If you think the immense rise in the popularity of the BNP during this period - gaining council seats, and even seats in the European Parliament - is a coincidence, or was simply inevitable, or follow the line that "all political parties must shoulder the blame for letting this happen", think again.

The rise of the BNP is due to an act of deliberate Government provocation. A gauntlet thrown down on the ground in front of anyone who dared defy their multicultural ambitions. Middle-class guilt about not being poor, not being meek enough, fretting about whether that Indian couple who moved in down the road will think you're racist if you don't smile enough at them (or smile too much at them); that will keep a lot of the population in line with this piece of maliciously motivated social engineering.

But the working class aren't raised to feel guilty, that's the job of the middle class. When the working class see how open-door immigration overloads local housing, local infrastructure and local services, they want to know how this was allowed to happen.
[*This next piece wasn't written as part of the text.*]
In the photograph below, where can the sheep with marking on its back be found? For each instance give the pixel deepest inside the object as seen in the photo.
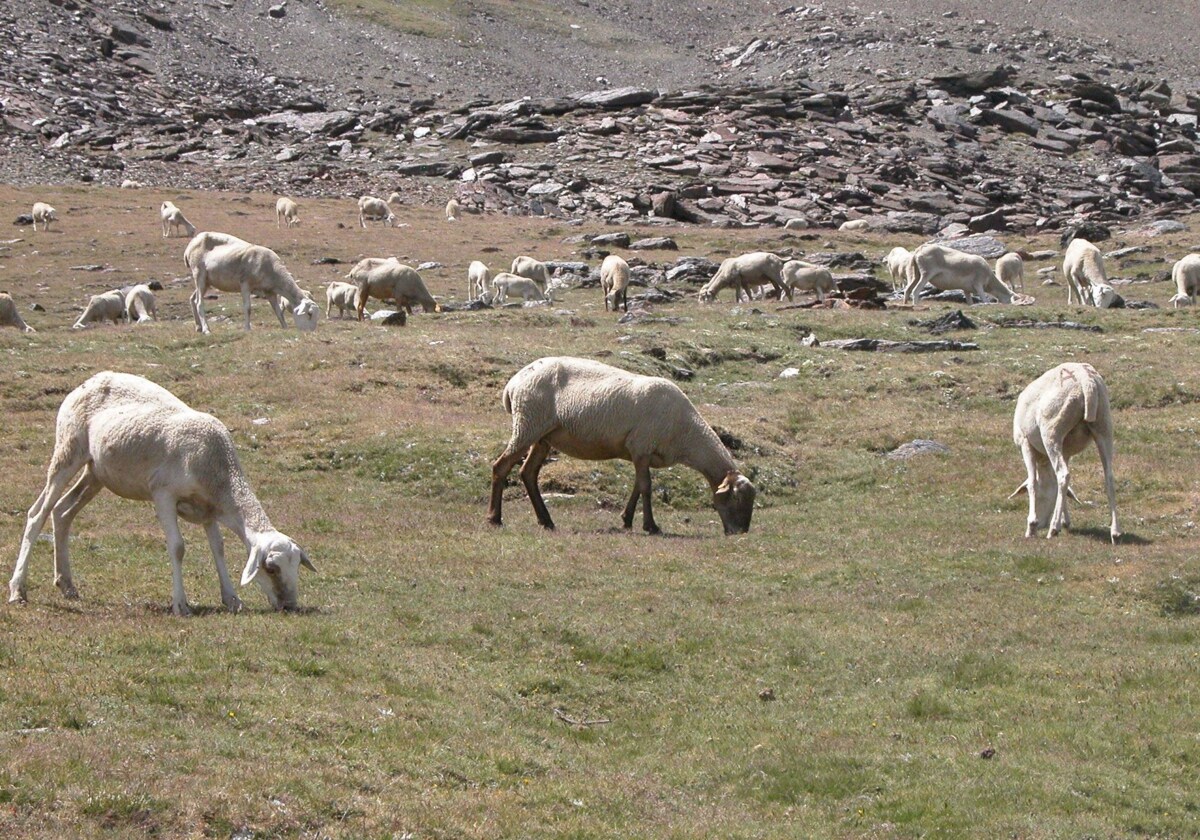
(598, 413)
They want to know why grubby partisan politics in the Westminster village is indifferent to the strain unchecked mass immigration places on their lives and their communities. So too do builders and tradesman who are being undercut by cheap overseas labourers. They aren't trained in nuanced politic-speak, and they don't deserve the derision and dismissal of the political classes, the chattering classes and the Twittering classes just because they speak like real people. Nor do they deserve the crass, childish, invective tantrums on display in social media yesterday.
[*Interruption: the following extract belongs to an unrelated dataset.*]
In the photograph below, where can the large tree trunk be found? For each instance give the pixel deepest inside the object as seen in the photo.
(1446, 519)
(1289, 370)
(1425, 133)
While the earnest, comfortably-off and worthy chattering classes back-slap themselves and each other for being better people than Gillian Duffy; being pleased with themselves for the "enlightenment" that comfort allows, indulging themselves in right-on snobbery; people with real problems, who are sick of being castigated for expressing honest views will think they're as well be hung for a sheep as a lamb. If that's what the insulated, ignorant political class thinks, why not turn their Labour vote into a BNP vote?

Pathetic whining about Sky News this, and Murdoch that, completely miss the point of what happened yesterday. We know who Murdoch wants to win the election this year, just like we knew in 1997. Congratulations to the people just now waking up to his toxic influence! Well done, what fucking rock have they been living under for the last 30 years?

For all the influence Murdoch has exerted on these elections (ironically, usually resulting in worse polling for the Conservatives) Rupert Murdoch didn't make Gordon Brown say what he said. Didn't conspire for him to reveal the contempt the Government have for the sort of people who have supported the Labour party from its very birth as a political movement. What Gordon Brown did was not just insult an old woman, it was to dismiss millions of fair-minded people in an offensive and offhand way. I doubt Nick Griffin has ever had a better day than yesterday. They may even get an MP out of this one.


I deliberately did NOT couch this post with an introduction stating I'm not racist, or stating I have nothing against immigration, or any of the other cowardly caveats anyone daring to discuss these topics is supposed to use. Anyone who thinks I needed to, or in absence of them assumed that I must also be a racist or a bigot, they are NOT combating bigotry, they are perpetuating it, and escalating it. You're not a righteous warrior for racial and ethnic tolerance, you're the reason people turn away from mainstream parties towards the only people with nothing to lose by telling awkward truths.

If you participated in the sustained attack on someone who just asked a fair question, then you are not the answer to intolerance, you are the problem.